03.10.12

En la sala de control, sobre la plataforma de tránsito, Gordon y Stern mantenían la mirada fija en el monitor. La imagen mostraba cinco paneles, los contenedores de cristal dañados. Mientras observaban, pequeños puntos blancos aparecieron en los paneles.

—Esa es la posición de las marcas —dijo Gordon.

Cada punto iba acompañado de una serie de números, pero eran demasiado pequeños para leerlos.

—Esas cifras son el tamaño y la profundidad de cada incisión —explicó Gordon.

Stern guardaba silencio. La simulación siguió adelante. Los paneles empezaron a llenarse de agua, lo cual se representaba mediante una línea horizontal azul ascendente. En cada panel se veían dos grandes números superpuestos: el peso total del agua y la presión por centímetro cuadrado sobre la superficie de cristal, medida en la base de cada panel, donde la presión era más alta.

Pese a que la simulación era sumamente esquemática, Stern contuvo la respiración. El volumen de agua subía y subía.

En uno de los contenedores se registró una fuga: un punto rojo parpadeante.

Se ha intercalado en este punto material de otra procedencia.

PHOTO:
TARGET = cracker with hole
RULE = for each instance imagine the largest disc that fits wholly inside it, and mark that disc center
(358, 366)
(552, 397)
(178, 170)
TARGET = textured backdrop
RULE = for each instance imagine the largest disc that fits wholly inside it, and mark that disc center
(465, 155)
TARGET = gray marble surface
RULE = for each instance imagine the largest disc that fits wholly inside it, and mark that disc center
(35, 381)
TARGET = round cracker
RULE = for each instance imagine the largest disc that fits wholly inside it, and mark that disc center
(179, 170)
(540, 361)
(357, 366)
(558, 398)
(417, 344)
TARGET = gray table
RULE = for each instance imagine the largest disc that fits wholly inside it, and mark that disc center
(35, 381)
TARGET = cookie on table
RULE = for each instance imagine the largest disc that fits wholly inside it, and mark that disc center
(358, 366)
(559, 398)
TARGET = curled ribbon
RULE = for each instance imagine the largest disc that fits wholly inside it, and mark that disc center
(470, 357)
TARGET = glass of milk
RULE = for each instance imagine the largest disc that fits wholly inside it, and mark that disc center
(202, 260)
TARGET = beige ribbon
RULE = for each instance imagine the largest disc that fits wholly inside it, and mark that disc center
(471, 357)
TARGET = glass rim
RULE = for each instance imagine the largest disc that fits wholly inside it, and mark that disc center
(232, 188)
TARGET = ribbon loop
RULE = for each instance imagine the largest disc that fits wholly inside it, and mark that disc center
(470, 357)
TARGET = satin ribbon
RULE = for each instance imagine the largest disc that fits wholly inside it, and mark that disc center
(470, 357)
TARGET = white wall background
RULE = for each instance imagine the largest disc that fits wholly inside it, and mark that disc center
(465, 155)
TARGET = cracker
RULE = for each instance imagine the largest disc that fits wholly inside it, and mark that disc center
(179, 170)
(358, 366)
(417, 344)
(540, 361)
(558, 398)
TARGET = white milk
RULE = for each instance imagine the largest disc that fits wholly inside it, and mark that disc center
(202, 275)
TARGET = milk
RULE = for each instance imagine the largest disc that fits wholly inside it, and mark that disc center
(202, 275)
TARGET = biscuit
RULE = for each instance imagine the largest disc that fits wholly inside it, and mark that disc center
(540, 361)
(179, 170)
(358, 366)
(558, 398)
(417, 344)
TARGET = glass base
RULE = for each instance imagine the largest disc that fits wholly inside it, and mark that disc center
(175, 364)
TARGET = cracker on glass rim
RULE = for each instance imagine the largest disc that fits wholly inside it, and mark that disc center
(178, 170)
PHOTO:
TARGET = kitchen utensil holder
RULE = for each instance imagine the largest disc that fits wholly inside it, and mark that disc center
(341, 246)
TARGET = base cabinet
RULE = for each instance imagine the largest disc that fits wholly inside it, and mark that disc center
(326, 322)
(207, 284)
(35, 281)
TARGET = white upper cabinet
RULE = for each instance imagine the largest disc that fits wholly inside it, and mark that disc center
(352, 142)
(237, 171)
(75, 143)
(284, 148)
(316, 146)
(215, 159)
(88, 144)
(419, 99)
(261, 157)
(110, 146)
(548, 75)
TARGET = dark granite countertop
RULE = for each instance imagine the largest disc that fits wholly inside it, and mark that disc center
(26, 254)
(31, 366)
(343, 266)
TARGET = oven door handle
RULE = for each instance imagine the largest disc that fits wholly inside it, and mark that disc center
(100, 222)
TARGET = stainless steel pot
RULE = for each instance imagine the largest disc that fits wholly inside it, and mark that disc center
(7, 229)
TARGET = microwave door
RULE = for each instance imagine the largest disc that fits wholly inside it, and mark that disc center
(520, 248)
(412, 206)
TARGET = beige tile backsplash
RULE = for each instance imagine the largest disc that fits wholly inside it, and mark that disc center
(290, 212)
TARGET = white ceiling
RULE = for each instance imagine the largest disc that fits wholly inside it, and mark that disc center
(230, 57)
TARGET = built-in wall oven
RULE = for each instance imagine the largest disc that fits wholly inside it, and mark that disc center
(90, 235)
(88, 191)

—Una fuga —advirtió Gordon.

Otra fuga apareció en un segundo contenedor, y mientras el agua seguía ascendiendo, una línea en zigzag atravesó el panel, y éste se desvaneció en la pantalla.

—Se ha roto uno.

Stern movió la cabeza en un gesto de negación.

—¿Cuál es el grado de fiabilidad de esta simulación?

—Escaso.

En el monitor, se rompió otro contenedor. Los otros dos acabaron de llenarse sin incidencias.

—Según el ordenador, pues, tres de los cinco paneles no pueden llenarse.

—Si aceptamos el resultado —dijo Stern—. ¿Usted qué cree?

—Personalmente, dudo que sea correcto —respondió Gordon—. Los datos introducidos son poco exactos, y el ordenador aplica toda clase de supuestos de tensión que son bastante hipotéticos. Aun así, opino que será mejor llenar esos contenedores en el último momento.

—Es una pena que no haya ninguna manera de reforzarlos —comentó Stern.

Gordon alzó la vista de inmediato.

—¿Como cuál? —preguntó—. ¿Se le ocurre algo?

—No lo sé. Quizá podríamos rellenar las incisiones con plástico, o algún tipo de masilla. O si no, podríamos…

Gordon negaba con la cabeza.

—En cualquier caso, tendría que tratarse la pared íntegramente. Habría que cubrir toda la superficie de manera uniforme. Totalmente uniforme.

—No se me ocurre ninguna forma de hacerlo —admitió Stern.

—No, al menos en tres horas —convino Gordon—, y ése es el tiempo que nos queda.

Stern se sentó en una silla con expresión ceñuda. Por alguna razón, acudieron a su mente imágenes relacionadas con carreras de coches: Ferraris, Steve McQueen, Fórmula Uno, el hombre de Michelin con su cuerpo de neumáticos, el emblema amarillo de Shell, enormes ruedas de camiones bajo la lluvia, B. E. Goodrich.

Ni siquiera me gustan los coches, se dijo. En New Haven tenía un viejo escarabajo Volkswagen. Era obvio que su mente intentaba eludir la desagradable realidad, un hecho que no deseaba afrontar.

El riesgo.

—¿Llenamos, pues, los paneles en el último momento y nos ponemos a rezar? —dijo Stern.

—Exactamente —respondió Gordon—. Eso es exactamente lo que haremos. Resulta un tanto inquietante, pero creo que funcionará.

—¿Y la alternativa? —preguntó Stern.

Gordon movió la cabeza en un gesto de negación.

—Impedir el regreso de la máquina. No dejar volver a sus amigos. Instalar paneles nuevos, paneles sin imperfecciones, y empezar otra vez desde el principio.

—¿Y eso cuánto tiempo llevaría?

—Dos semanas.

—No —contestó Stern—. Imposible. Debemos arriesgarnos.

—Estoy de acuerdo —convino Gordon—. Nos arriesgaremos.